On July 22, 15 coupled trains were successfully launched during the morning rush hour test run. It’s not clear if that was the first time this happened. Anyway, RTG submitted its substantial completion notice to the city that same afternoon, which was the consortium’s formal statement that it believed the LRT was ready for primetime.

The vaunted 12-day testing period began about a week later, and Manconi had assured members of the council and the public that the Confederation Line would have to work nearly perfectly to receive the stamp of approval. If there were problems, the 12-day clock would have to be reset.

That’s not how it went.

Peter Lauch Rtg Lrt O Train Confederation Line
Former RTG CEO Peter Lauch, shown here at a press conference in February 2020, appeared ready to tell the council about a 48-hour halt in testing in late July 2019. (Jean Delisle/CBC)

After just three days of testing, RTG and the city agreed to end the trial for 48 hours. Lauch provided some lines for Manconi to include in an update to the mayor. That same day – July 31 – Manconi wrote an email to the board explaining that “performance during the first three days of the trial led to the joint decision to suspend the ongoing system review.” One of the six ‘critical elements’ checked was ‘vehicle performance’.

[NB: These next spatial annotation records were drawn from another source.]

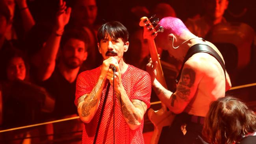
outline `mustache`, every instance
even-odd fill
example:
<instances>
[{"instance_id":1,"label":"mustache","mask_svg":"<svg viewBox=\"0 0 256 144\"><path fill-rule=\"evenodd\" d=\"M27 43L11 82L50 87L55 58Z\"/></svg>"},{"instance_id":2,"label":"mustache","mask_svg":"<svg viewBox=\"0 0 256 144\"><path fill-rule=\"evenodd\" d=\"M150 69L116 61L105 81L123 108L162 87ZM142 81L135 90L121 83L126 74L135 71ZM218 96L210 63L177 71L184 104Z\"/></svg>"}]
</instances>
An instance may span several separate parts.
<instances>
[{"instance_id":1,"label":"mustache","mask_svg":"<svg viewBox=\"0 0 256 144\"><path fill-rule=\"evenodd\" d=\"M113 50L111 50L111 51L108 51L107 52L106 52L106 54L105 54L106 56L114 56L114 55L117 55L117 53L115 52Z\"/></svg>"}]
</instances>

The email was never sent, despite the intention of Manconi and RTG to inform the board. It is not clear who has decided that it is not allowed to go outside.

About a week later, Manconi told RTG officials that “it is not going well” and that defects need to be investigated and fixed to increase the reliability of the system.

He also argued that Alstom needed to “provide more smart technicians working the night shift” because of the “current fleet reliability and expected 2.5 breakdowns per day”.

Manconi wanted Alstom to add two or three more technicians to the night shift and he sounded alarm bells about Alstom’s procedures to document his work.

Ottawa Lrt Derailment 2021
Employees of train manufacturer Alstom work between evidence markers placed on the tracks on 20 September 2021 after an OC Transpo light rail vehicle derailed west of Tremblay station. (Justin Tang/The Canadian Press)

“Finally, Alstom must continue to improve its tracking of the closures of defects and errors,” Manconi wrote. “While Alsom is improving in this area, the level of accuracy of the documentation of open defects, closed defects and defects that have not actually been ‘fixed’ remains unclear, leaving the actual status of the vehicles uncertain.”

The sloppy procedures and documentation Manconi mentioned in 2019 were: cited by the Transportation Safety Board of Canada as the reason a train derailed more than two years later on September 19, 2021.

Investigators found skipped steps, insufficient paperwork and a lack of supervision led to the serious accident.

Four days after that last email from Manconi, things didn’t seem to be getting any better.

“This morning is not going well,” Manconi wrote to Lauch and several others on the morning of August 14, 2019. Presumably, the morning launch left a lot to be desired.

“I think we can all agree that time is not on our side, so your immediate attention to this is critical.”

A month later, the Confederation Line was opened to the public.